Business: The Economy

Russia cuts debt deal

The state of the economy sparked mass protests

Russia has taken the first step in reducing its crippling burden of international debts.

It has renegotiated payments on billions of dollars of debts owed to Western governments, which were originally borrowed during the period before the collapse of communism.

The deal comes after all-night negotiations in Paris, and only covers debt payments falling due in 1999 and 2000.

The plan is to stretch out payment on the $8bn of debt that falls immediately due over the next 15 to20 years.

The radical reduction in payments signals a readiness by Russia's creditors to give its economy some breathing space.

Negotiations on a full restructuring of Soviet-era debt will begin the autumn of 2000, with hopes for "comprehensive solution." But Paris Club Chairman Francis Mayer told journalists this should not include a write-off of Russian debt.

"We need a stable Russia that will stay anchored in the international community and democracy," he added.

The news comes after the International Monetary Fund approved a $4.5bn loan package for Russia after months of hesitation.

The first instalment of that loan will be transferred directly to the IMF itself, as Russia's IMF loans fall due in July and August.

Commercial debt deal next

Russian Finance Minister Mikhail Kasyanov said he was 'fully satisfied' with the outcome of the talks, which meant that the Russian government would not have to modify its budget plans.

But he now faces an even more difficult task of convincing the commercial banks to reschedule their portion of Russia's international debt, with talks starting on Tuesday in Frankfurt.
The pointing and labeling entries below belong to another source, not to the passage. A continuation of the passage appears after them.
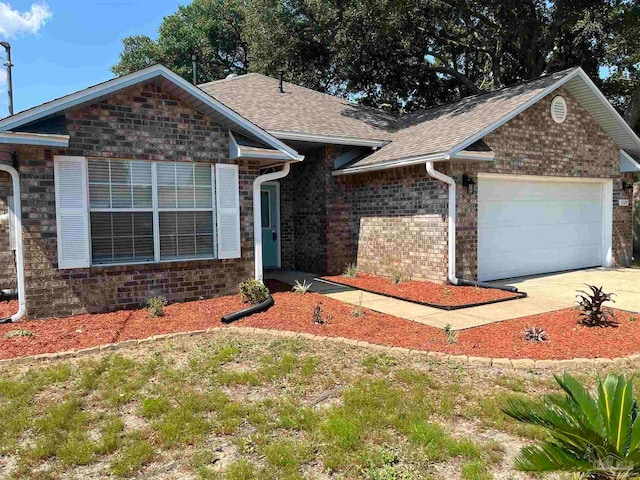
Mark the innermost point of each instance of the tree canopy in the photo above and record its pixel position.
(402, 55)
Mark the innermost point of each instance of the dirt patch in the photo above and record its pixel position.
(424, 292)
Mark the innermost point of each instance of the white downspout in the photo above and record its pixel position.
(257, 214)
(451, 219)
(22, 301)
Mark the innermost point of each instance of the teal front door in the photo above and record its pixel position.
(270, 226)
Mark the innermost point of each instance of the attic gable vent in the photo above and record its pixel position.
(559, 109)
Mr Kasyanov said he hoped that "a reference point" had now been established to guide future talks.

These talks will cover around $32bn of debts, and the Russian government 'could not exclude' debt write-offs as well.

That will be strongly resisted by the banks. They are still furious at their treatment when Russia froze payments on $40bn of domestic government debts last autumn after the rouble was devalued.